Enter the wrong decrypt code 4 times and you files may be deleted
When Popcorn Time is executed it will display a lock screen as shown below, but filled in with various information relating to your particular installation. For example, [UID] will be replaced with the victim's unique ID and the [WADDRESS] field will be replaced with the bitcoin address you should send payment too.
There is also a field where a victim can enter the decryption code that will be given to them if they pay the ransom.
The source code for this ransomware indicates that the developer may add a function that deletes a victim's files if you enter the wrong decrypt code 4 times.
Since the ransomware is still in development, it is unknown whether this is just a scare tactic or if the code for deleting files will eventually be added. As this developer has already sunken to new lows by offering the chance of free decryption keys to those who help spread the ransomware, it would not be surprising if this feature was added.
How the Popcorn Time Ransomware Encrypts a Computer
Once started, the Popcorn Time ransomware will check to see if the ransomware has been run already by checking for various files such as %AppData%\been_here and %AppData%\server_step_one. If the been_here file exists, it means the computer has already been encrypted and the ransomware will terminate itself. Otherwise, it will either download various images to use as backgrounds or start the encryption process.

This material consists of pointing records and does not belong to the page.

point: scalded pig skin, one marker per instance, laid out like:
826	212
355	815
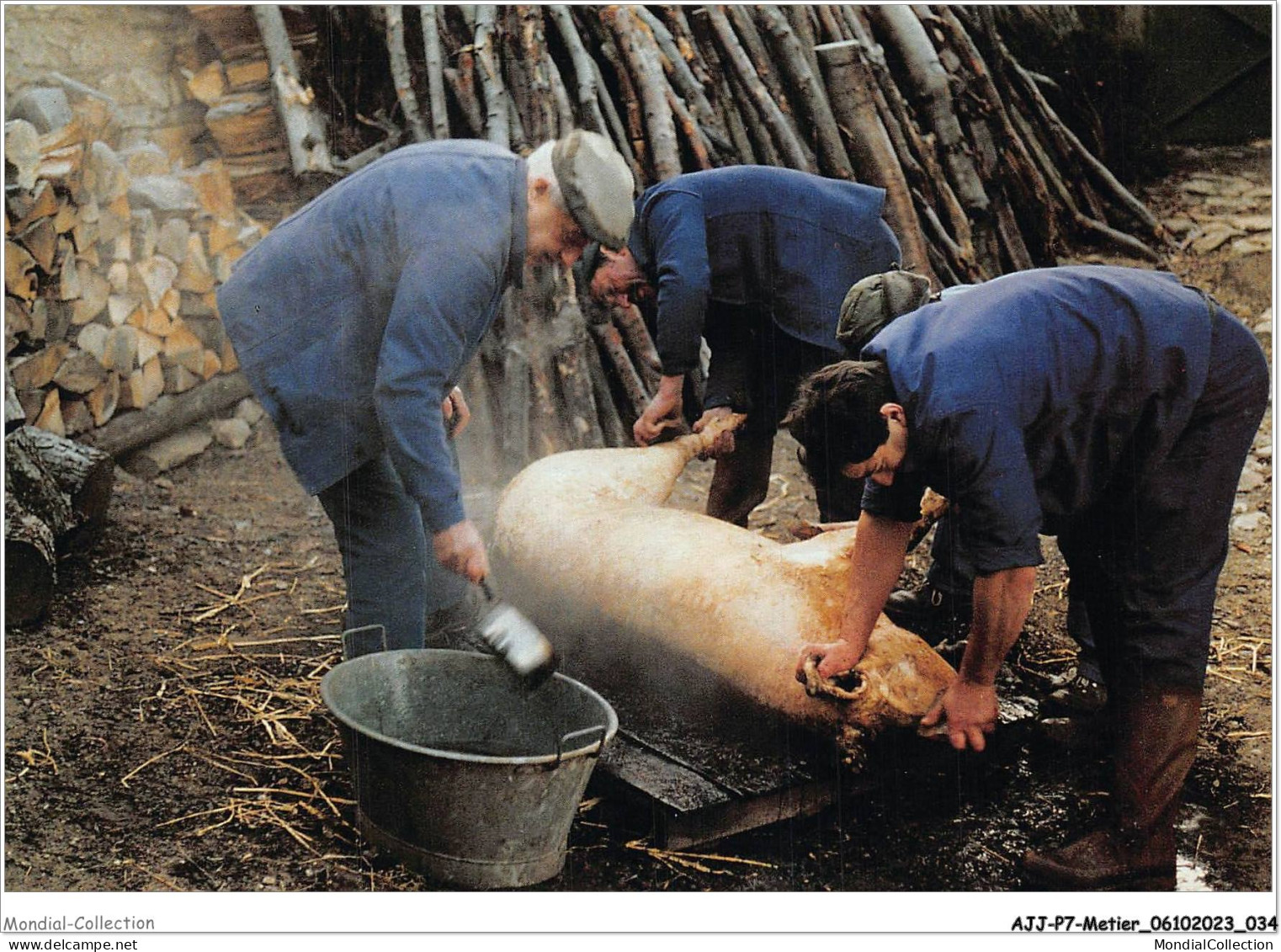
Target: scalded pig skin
583	539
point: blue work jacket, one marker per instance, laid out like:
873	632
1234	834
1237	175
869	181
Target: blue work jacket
1028	396
782	241
355	316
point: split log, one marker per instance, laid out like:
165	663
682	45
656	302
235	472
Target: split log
166	454
80	373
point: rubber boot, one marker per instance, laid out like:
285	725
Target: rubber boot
1156	743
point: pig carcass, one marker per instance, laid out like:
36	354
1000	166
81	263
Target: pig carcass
583	541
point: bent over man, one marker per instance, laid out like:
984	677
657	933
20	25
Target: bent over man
353	319
757	260
1109	407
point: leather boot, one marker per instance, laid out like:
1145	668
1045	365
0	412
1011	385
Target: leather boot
1076	696
1156	743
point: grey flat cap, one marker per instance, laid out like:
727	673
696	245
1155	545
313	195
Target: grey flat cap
598	186
875	301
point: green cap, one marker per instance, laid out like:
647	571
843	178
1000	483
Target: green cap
875	301
598	186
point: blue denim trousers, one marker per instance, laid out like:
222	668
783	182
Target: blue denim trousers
391	572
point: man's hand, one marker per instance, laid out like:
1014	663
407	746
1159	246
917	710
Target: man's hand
456	412
724	442
460	550
834	657
664	412
967	711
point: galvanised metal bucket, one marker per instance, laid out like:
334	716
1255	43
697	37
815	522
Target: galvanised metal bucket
459	772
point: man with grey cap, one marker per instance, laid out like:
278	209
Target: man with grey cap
353	319
755	260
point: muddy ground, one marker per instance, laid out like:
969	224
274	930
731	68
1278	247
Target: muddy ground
163	729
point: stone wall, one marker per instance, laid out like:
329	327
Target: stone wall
136	56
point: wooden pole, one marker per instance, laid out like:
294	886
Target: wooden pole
434	71
304	125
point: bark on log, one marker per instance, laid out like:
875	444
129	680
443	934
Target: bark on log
31	566
584	69
497	120
833	161
304	125
613	428
614	355
930	85
768	109
684	83
402	77
29	480
642	56
85	473
169	414
434	71
849	81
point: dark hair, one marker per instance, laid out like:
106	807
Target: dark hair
836	415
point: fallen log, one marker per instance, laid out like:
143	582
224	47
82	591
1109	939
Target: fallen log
85	473
169	414
31	568
710	593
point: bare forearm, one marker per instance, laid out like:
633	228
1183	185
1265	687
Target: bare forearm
878	561
1001	604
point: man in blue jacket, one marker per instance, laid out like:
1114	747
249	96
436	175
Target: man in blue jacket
1109	407
756	260
353	319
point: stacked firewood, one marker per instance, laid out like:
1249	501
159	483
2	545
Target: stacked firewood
56	492
981	176
245	115
112	263
112	332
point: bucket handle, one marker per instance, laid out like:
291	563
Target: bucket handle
363	641
561	742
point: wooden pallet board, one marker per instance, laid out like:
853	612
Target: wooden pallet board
704	760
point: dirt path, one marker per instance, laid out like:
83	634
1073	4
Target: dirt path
164	731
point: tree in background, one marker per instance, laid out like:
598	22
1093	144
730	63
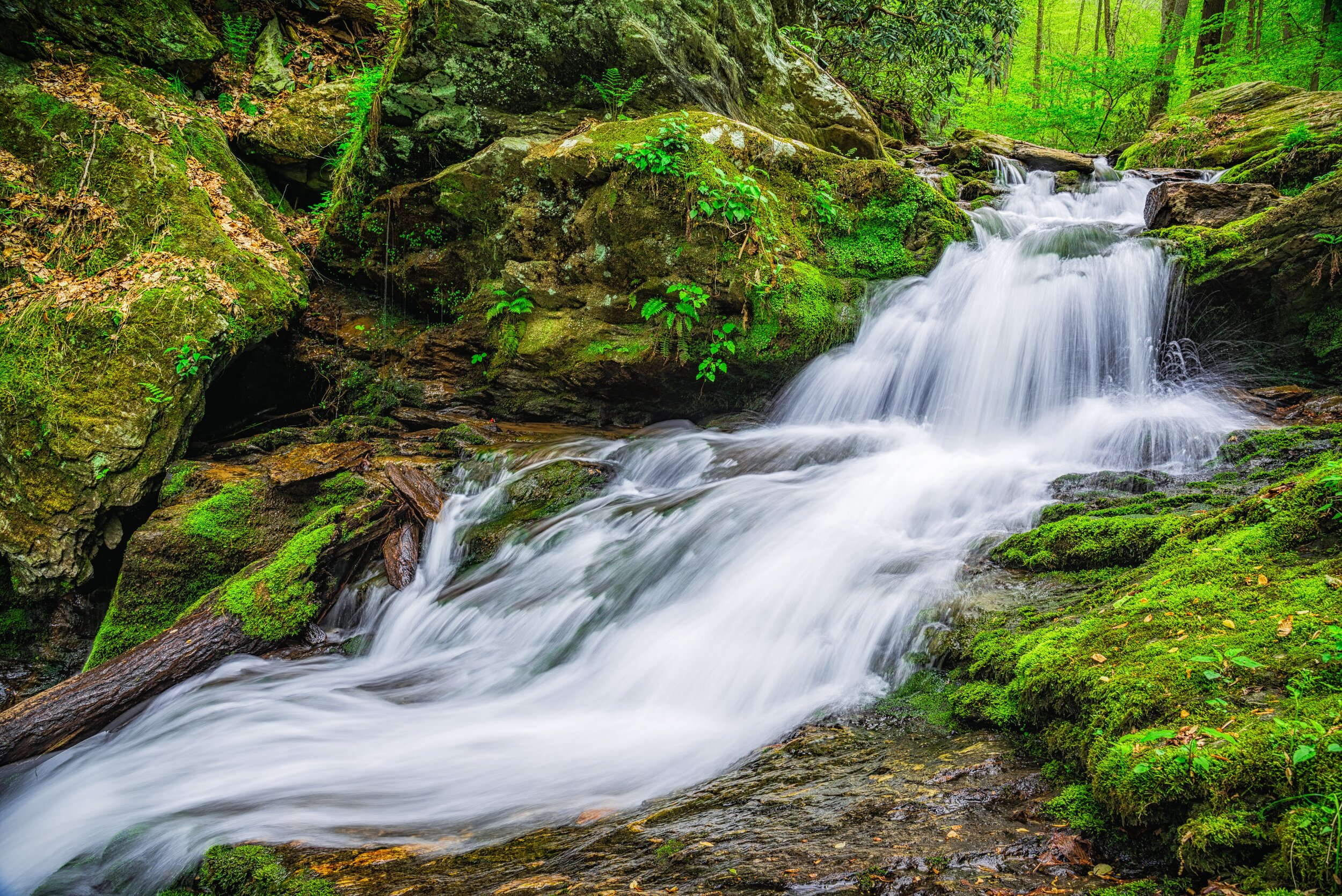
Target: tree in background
1101	70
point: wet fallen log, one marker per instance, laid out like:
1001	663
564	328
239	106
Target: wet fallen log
86	703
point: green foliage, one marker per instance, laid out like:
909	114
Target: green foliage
187	357
615	90
713	364
517	302
737	199
658	155
240	31
675	318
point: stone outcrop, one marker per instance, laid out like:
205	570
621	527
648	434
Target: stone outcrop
589	241
164	34
477	71
168	263
1207	205
1262	132
1274	276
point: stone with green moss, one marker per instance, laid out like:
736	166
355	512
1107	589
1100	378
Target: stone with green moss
1260	130
93	410
591	241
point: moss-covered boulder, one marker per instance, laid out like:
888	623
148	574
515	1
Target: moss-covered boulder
213	521
474	73
138	260
1262	132
557	255
163	34
1275	276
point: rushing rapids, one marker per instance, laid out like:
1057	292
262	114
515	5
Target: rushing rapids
723	589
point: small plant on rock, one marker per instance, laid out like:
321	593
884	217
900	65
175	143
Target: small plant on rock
240	31
661	154
615	90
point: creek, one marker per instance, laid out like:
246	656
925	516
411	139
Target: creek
723	589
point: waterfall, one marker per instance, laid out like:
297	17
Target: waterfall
724	587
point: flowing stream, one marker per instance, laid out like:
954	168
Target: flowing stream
724	587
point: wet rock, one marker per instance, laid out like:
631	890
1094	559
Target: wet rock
230	279
270	73
400	556
304	128
468	77
1206	205
313	462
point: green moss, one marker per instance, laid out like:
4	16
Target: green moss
1192	687
250	871
275	601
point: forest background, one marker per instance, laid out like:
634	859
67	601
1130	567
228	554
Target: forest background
1086	76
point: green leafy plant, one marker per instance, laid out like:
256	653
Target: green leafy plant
825	205
615	90
736	200
675	317
1297	137
187	357
1232	657
713	362
156	395
240	31
658	155
510	303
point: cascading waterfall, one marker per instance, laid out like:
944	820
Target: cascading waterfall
723	589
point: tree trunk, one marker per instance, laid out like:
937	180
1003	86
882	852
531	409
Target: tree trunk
1039	52
1208	37
1326	20
1172	30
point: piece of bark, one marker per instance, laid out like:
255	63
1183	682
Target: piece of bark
400	555
419	491
82	706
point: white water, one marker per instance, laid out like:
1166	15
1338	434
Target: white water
721	591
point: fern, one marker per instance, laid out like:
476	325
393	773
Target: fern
240	30
615	90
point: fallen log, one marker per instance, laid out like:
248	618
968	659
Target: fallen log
86	703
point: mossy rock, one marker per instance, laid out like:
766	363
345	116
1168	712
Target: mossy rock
1244	128
1273	279
1165	683
163	34
473	74
214	521
93	410
541	493
591	241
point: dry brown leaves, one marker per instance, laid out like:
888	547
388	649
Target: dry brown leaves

As this ransomware is currently in development, it only targets a test folder on the victim's desktop called Efiles (see update below). It will search this folder for files that match certain extensions and then encrypt them using AES-256 encryption. When a file is encrypted it will have the .filock extension appended to it. So a file called test.jpg would be encrypted as test.jpg.filock.
Update 12/9/16: The ransomware has been updated to encrypt files located in My Documents, My Pictures, My Music, and the desktop.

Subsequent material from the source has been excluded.